Media framing, political frustration, and a wider national pattern

Coverage of the meeting by outlets like the New York Post used phrases such as “foul-mouthed fury” and “hellhole,” which may entertain readers but can also paint locals as unhinged rather than concerned. Many residents already feel the system is stacked against them. They see City Hall canceling homelessness committee meetings, nonprofits defending funding streams, and social networks sometimes muting videos that show the worst street conditions. For both conservatives and liberals in Venice, this fuels the belief that a “deep state” of planners, bureaucrats, and contractors cashes in while regular people live with tents, trash, and threats.

National studies show Venice is not alone. Research on supportive housing notes that neighborhood opposition often centers on fear of crime, noise, and social change when assisted housing is proposed, even though most studies do not find clear increases in reported crime tied to these projects. A survey of mayors across the country lists public opposition to new shelters and housing as a major barrier to tackling homelessness, alongside limited funding and rising rents. At the same time, work on homelessness policy stresses that the main driver of street living is a shortage of affordable homes, not a single program or law. Venice Beach has become a flashpoint where those big forces collide with daily life: residents demand visible safety, while service groups push housing first as the only way out of encampment chaos.

What can realistically change in Venice Beach?

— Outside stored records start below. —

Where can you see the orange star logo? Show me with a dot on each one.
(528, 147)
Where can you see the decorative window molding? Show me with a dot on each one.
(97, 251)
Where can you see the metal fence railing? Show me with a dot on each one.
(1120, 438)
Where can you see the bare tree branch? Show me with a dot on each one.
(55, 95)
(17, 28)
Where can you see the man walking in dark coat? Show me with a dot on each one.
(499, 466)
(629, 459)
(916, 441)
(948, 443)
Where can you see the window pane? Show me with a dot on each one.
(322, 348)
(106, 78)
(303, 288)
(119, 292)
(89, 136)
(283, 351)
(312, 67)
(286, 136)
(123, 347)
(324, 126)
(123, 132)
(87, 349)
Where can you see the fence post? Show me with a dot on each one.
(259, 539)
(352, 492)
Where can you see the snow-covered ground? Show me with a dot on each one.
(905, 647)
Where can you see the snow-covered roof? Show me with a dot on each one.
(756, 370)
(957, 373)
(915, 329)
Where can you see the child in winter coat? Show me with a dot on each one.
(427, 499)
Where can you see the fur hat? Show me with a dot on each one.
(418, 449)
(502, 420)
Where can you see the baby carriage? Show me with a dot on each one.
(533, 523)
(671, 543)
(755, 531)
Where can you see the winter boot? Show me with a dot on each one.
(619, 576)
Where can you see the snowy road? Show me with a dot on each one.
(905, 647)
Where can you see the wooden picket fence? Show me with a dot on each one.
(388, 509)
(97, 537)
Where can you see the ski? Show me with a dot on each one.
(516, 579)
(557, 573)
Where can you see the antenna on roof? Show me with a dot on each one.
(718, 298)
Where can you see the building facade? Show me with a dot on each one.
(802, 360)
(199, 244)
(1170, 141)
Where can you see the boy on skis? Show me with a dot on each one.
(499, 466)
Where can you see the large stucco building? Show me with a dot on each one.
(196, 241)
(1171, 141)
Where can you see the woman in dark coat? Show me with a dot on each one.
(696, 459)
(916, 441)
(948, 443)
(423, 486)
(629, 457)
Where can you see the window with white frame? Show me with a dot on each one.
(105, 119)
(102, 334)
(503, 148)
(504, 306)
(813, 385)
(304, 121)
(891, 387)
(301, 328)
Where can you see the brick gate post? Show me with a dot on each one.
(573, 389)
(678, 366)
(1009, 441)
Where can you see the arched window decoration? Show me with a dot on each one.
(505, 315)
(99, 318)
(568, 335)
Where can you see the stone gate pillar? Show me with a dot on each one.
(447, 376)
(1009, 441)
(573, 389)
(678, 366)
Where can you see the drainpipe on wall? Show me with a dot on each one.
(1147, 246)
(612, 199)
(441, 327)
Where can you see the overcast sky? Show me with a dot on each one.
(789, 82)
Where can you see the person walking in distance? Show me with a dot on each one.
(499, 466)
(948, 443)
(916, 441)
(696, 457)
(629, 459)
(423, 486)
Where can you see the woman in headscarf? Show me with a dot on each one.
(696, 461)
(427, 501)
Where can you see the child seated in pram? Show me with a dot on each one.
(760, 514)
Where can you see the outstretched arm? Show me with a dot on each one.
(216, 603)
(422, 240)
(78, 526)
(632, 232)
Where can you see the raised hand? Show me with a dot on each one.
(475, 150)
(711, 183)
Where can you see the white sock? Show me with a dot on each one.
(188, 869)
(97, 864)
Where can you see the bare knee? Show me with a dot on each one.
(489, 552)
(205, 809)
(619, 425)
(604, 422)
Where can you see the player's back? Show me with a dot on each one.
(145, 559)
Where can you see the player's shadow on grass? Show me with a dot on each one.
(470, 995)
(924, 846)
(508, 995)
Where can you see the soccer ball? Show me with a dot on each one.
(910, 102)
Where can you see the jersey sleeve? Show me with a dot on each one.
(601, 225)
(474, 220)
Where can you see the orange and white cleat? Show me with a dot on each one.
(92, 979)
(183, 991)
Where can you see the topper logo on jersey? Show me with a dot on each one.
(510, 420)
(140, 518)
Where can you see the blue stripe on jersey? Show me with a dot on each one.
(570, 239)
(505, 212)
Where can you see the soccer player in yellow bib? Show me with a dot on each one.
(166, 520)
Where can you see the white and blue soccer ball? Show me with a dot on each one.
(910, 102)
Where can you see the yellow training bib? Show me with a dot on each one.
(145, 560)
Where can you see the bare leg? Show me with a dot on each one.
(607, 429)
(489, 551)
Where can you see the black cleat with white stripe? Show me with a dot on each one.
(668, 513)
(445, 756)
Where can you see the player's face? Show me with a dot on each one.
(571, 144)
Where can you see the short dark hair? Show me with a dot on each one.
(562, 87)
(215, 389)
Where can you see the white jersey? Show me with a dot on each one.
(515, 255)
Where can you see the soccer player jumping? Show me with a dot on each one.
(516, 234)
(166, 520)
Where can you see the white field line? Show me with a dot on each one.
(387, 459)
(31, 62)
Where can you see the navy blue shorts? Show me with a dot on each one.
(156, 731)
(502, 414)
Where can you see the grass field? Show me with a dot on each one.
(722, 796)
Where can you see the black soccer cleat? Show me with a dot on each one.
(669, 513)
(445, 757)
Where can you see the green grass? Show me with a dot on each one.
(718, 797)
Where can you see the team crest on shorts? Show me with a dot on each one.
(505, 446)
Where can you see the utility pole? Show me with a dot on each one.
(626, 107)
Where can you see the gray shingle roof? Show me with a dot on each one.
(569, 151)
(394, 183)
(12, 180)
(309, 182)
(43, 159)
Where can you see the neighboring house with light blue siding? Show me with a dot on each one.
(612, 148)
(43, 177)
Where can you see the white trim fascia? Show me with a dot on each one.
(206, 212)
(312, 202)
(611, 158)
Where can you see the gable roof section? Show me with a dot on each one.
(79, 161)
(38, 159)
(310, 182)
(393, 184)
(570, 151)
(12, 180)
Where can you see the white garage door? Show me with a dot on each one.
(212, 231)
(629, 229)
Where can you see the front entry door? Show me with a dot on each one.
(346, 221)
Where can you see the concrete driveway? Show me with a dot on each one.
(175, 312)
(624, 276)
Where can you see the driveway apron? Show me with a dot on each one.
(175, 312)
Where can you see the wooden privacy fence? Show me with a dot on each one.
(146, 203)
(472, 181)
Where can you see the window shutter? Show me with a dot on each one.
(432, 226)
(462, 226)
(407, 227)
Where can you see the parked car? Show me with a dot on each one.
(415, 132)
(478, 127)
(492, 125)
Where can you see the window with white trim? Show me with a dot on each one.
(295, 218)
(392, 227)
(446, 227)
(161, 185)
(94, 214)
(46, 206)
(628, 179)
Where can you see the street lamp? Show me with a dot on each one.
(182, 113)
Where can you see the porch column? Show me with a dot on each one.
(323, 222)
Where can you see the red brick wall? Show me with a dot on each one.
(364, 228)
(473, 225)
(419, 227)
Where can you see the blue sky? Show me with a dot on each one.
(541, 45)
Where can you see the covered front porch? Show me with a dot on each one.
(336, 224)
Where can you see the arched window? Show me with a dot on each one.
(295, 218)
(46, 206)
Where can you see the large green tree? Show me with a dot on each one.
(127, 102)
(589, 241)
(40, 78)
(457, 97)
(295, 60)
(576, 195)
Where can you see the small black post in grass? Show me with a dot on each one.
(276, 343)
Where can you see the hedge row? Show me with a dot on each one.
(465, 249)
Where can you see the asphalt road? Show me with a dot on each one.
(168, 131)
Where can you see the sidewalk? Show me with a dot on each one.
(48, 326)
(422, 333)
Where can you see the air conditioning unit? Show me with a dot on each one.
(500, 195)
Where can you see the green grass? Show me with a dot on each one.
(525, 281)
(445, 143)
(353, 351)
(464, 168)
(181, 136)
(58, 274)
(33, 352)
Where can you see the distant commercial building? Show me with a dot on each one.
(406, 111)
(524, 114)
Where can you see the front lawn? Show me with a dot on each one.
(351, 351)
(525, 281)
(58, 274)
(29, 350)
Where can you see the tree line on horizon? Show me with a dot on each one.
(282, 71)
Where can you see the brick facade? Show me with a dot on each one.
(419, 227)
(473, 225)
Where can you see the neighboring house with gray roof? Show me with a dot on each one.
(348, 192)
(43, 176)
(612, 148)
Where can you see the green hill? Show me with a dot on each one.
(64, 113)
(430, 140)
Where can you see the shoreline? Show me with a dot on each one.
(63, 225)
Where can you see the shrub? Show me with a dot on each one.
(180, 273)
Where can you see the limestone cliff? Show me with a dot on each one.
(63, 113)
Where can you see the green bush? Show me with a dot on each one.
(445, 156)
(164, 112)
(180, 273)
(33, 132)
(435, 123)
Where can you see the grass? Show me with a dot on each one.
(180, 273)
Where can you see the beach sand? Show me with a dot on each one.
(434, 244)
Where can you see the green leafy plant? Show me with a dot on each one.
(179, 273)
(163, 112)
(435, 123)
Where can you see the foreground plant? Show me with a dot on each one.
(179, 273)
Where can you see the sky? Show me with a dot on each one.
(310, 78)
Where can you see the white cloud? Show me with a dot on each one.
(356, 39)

Everyone in this fight claims to want safer streets and fewer tents, but they disagree on how to get there. Residents are calling for tougher enforcement on encampments, audits of nonprofit funding, and hard data on crimes linked to specific housing sites. Supportive housing providers point to outreach numbers, placements into temporary and permanent units, and the legal push to move people indoors instead of chasing them from one sidewalk to another. National experts argue that unless Los Angeles builds far more low-cost housing and matches it with mental health and addiction care, Venice will keep swinging between sweeps and backlash.

For now, Venice Beach stands as a warning to the rest of the country. Leaving local voices out of planning breeds fury and talk of “hellholes.” Pretending that tents, fentanyl, and random violence are the “new normal” destroys trust in every level of government. But ignoring data on what actually works—like stable housing with support—risks turning anger into policy that looks tough yet fails on the ground. The next steps in Venice will show whether leaders can bridge that gap between lived fear on the boardwalk and hard facts about what truly makes neighborhoods safer.